Facturation électronique : ce qui change pour les médecins libéraux

Depuis le 1er septembre 2026, la réforme nationale de la facturation électronique est entrée dans sa phase opérationnelle. Si l’activité de soins des médecins libéraux bénéficie d’un régime particulier, la majorité des cabinets médicaux sont néanmoins concernés par cette évolution, au moins au titre de la réception des factures électroniques de leurs fournisseurs professionnels. 

L’objectif de cette réforme est de généraliser les échanges de factures sous format électronique entre professionnels dans un cadre sécurisé et standardisé. Elle vise notamment à simplifier les échanges administratifs, améliorer la traçabilité des opérations et renforcer la fiabilité des données transmises.

Qu’est-ce qu’une facture électronique ?

Une facture électronique n’est pas un simple fichier PDF envoyé par courrier électronique. Elle est émise, transmise et reçue dans un format structuré permettant son traitement automatique par les logiciels de gestion et de comptabilité. Les échanges s’effectuent par l’intermédiaire d’une plateforme de facturation électronique reconnue par l’administration fiscale.

 

Ce qui ne change pas pour l’activité de soins

La réforme n’a pas d’incidence sur les modalités habituelles de facturation des actes médicaux réalisés dans le cadre de l’activité de soins.

Les consultations, visites, actes cliniques ou techniques réalisés dans une finalité de prévention, de diagnostic ou de traitement demeurent exonérés de TVA et ne sont pas soumis à l’obligation d’émission de factures électroniques. Les circuits SESAM-Vitale, la télétransmission vers l’Assurance Maladie ainsi que les modalités habituelles de facturation des soins restent inchangés.

Ainsi, un médecin exerçant exclusivement une activité de soins exonérée de TVA n’a, en principe, pas à émettre de factures électroniques pour ses actes médicaux.

 

Ce qui change dans la gestion du cabinet

Même lorsqu’ils exercent exclusivement une activité de soins, les médecins libéraux reçoivent de nombreuses factures dans le cadre de leur activité professionnelle : logiciels métier, maintenance informatique, téléphonie, accès internet, énergie, comptabilité, assurances ou matériel médical.

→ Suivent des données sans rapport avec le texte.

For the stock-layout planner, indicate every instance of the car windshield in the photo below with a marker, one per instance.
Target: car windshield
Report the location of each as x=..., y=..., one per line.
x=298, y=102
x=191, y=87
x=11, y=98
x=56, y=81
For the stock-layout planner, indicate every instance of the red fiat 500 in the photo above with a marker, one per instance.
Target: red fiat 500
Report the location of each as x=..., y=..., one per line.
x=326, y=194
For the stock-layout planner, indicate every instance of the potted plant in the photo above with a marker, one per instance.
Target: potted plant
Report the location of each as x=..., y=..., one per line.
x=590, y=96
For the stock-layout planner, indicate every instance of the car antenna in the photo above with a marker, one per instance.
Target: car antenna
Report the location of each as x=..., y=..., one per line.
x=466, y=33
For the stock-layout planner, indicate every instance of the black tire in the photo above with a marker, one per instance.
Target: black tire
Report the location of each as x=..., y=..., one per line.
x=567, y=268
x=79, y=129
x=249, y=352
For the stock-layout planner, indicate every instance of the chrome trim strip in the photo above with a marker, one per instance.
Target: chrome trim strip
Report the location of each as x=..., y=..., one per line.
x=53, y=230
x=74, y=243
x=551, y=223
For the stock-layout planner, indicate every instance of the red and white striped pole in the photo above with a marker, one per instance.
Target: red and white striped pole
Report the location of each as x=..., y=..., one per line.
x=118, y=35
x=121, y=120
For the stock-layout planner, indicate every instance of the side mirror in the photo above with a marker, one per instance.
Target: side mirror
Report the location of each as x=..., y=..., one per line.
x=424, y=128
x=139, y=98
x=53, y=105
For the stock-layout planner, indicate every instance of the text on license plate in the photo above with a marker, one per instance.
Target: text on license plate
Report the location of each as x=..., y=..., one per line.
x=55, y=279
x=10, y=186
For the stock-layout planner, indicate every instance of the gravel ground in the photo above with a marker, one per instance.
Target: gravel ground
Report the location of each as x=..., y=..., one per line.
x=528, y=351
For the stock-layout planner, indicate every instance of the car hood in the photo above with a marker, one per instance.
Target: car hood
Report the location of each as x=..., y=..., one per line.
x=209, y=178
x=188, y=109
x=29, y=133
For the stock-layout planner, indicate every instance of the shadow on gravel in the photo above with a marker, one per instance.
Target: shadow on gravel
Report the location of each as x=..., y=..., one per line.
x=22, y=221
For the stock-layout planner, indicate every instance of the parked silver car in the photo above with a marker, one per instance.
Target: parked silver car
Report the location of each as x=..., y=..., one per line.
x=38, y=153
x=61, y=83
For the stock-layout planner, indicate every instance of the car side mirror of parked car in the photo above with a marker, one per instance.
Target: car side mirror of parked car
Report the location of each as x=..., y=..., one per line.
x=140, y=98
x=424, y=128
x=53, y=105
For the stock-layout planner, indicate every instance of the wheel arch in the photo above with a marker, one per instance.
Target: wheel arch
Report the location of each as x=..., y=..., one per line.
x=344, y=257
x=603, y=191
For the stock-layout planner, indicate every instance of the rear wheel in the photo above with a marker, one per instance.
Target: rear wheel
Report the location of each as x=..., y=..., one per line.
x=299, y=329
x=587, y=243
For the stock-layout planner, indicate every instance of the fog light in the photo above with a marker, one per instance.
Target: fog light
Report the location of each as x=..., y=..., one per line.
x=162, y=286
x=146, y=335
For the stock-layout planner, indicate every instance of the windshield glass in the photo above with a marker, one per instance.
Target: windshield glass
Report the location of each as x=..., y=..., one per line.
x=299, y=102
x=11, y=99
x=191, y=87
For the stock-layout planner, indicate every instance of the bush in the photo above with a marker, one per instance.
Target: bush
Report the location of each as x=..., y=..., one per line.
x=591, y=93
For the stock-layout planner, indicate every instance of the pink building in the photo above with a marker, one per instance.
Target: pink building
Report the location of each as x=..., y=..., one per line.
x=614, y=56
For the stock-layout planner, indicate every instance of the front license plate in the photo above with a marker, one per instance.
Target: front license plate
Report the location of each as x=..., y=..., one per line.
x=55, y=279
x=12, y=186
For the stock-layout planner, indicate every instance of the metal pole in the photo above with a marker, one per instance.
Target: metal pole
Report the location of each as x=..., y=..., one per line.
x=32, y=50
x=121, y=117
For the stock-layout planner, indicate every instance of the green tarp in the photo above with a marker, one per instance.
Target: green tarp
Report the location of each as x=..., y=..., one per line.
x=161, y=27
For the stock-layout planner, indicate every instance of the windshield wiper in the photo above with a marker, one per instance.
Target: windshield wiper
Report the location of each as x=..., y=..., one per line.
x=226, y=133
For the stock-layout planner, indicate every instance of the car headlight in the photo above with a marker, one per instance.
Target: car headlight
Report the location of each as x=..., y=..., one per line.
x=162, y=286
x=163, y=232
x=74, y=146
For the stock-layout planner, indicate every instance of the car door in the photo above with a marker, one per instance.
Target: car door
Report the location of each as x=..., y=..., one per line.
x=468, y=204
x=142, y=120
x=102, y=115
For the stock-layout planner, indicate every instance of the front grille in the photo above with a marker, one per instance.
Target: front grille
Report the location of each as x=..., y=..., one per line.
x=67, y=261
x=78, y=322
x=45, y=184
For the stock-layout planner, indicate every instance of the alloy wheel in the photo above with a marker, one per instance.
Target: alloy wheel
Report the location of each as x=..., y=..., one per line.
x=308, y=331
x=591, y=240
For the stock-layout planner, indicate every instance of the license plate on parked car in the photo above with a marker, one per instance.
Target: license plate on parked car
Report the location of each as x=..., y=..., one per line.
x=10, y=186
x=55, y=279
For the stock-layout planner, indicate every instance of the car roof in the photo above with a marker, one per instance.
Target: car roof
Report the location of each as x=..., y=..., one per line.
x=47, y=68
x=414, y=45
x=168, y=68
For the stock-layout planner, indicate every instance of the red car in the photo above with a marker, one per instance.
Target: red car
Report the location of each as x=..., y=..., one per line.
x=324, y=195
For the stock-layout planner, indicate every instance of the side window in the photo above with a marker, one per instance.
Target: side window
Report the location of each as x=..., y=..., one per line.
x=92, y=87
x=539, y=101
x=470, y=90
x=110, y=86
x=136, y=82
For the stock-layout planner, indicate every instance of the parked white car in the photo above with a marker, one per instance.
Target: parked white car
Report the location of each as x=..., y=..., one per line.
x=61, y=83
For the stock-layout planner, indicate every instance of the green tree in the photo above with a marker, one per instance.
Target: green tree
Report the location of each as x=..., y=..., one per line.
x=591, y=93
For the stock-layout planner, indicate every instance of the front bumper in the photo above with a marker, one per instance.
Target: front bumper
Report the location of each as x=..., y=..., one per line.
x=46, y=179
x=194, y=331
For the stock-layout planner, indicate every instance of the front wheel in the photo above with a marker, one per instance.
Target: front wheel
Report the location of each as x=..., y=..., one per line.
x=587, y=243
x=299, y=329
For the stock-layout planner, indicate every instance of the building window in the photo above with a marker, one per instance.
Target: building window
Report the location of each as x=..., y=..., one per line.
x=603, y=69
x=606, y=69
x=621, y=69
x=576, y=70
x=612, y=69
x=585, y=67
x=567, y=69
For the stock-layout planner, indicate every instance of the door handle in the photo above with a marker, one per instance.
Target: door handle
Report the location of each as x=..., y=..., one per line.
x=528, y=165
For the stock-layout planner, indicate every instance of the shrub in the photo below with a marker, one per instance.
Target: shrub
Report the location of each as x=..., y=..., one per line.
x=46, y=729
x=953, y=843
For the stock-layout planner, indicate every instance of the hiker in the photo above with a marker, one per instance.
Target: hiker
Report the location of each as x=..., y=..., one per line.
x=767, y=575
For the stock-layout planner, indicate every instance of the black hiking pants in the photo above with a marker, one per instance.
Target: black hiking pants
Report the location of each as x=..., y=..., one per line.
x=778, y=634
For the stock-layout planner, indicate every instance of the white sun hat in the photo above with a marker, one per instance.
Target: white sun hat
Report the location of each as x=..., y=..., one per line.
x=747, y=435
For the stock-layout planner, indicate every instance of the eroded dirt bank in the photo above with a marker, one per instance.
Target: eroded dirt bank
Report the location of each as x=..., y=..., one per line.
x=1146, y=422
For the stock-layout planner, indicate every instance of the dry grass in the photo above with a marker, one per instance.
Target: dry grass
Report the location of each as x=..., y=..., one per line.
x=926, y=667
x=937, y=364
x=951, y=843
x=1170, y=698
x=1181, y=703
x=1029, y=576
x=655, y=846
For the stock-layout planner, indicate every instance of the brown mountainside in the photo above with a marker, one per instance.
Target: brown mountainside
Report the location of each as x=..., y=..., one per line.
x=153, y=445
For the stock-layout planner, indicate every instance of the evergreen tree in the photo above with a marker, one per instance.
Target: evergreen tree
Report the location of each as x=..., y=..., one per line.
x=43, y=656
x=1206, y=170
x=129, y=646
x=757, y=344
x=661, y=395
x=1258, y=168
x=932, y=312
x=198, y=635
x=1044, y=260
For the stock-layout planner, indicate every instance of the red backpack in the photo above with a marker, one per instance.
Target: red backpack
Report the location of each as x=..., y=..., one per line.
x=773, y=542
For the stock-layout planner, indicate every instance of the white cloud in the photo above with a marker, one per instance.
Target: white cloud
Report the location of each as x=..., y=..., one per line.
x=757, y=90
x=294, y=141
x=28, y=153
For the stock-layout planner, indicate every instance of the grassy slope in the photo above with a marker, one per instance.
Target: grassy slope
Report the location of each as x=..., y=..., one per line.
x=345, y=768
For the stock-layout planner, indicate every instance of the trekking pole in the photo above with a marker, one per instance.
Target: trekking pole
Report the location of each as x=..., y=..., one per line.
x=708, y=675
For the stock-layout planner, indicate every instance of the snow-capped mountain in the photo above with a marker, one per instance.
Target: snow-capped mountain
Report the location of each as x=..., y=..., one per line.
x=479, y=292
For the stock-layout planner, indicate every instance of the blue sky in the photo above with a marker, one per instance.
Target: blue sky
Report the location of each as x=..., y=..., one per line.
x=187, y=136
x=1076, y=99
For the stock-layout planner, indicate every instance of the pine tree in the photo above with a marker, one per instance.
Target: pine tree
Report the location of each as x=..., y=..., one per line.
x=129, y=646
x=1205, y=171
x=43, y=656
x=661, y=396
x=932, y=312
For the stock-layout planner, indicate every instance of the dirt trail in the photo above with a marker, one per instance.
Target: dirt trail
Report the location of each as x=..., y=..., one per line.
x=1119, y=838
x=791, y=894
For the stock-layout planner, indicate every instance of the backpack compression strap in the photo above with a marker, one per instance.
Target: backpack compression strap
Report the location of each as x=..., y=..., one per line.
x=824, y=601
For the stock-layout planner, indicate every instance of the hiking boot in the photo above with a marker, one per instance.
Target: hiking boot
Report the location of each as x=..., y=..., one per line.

Depuis le 1er septembre 2026, les entreprises doivent être en mesure de recevoir des factures électroniques par l’intermédiaire d’une plateforme adaptée. Cette obligation concerne donc également les cabinets médicaux pour la réception des factures émises par leurs fournisseurs.

Il est recommandé de vérifier avec son éditeur de logiciel, son expert-comptable ou son prestataire habituel les solutions retenues pour assurer la réception et le traitement de ces factures dans le respect du nouveau cadre réglementaire. 

 

Dans quels cas un médecin peut-il être concerné par l’émission de factures électroniques ?

L’obligation d’émission de factures électroniques ne concerne pas les actes de soins exonérés de TVA. En revanche, certaines activités exercées en dehors du champ du soin peuvent relever de ce dispositif.

Certaines expertises, prestations de conseil, activités de formation ou autres actes non exonérés de TVA peuvent ainsi entrer dans le périmètre des obligations d’émission prévues par la réforme. Pour les professionnels concernés, les obligations applicables dépendent de la nature de l’activité exercée et du régime fiscal retenu. 

Une analyse individualisée est donc nécessaire pour déterminer précisément les obligations applicables à chaque situation.

 

Une évolution à intégrer dans l’organisation du cabinet

La facturation électronique constitue une nouvelle étape dans la transformation numérique des activités professionnelles. Pour les médecins libéraux exerçant exclusivement une activité de soins, ses conséquences restent limitées sur le plan de la facturation des actes médicaux. En revanche, tous les cabinets doivent désormais intégrer la réception des factures électroniques dans leur organisation administrative quotidienne.

La mise en conformité passe principalement par l’identification d’une solution adaptée, la coordination avec les partenaires habituels du cabinet et la bonne compréhension des obligations applicables.

 

À noter : les obligations applicables peuvent varier selon la nature de l’activité exercée et le régime de TVA du praticien. Les médecins réalisant des activités mixtes ou des prestations hors champ du soin ont intérêt à se rapprocher de leur expert-comptable ou de leur conseil fiscal afin de vérifier les obligations correspondant à leur situation.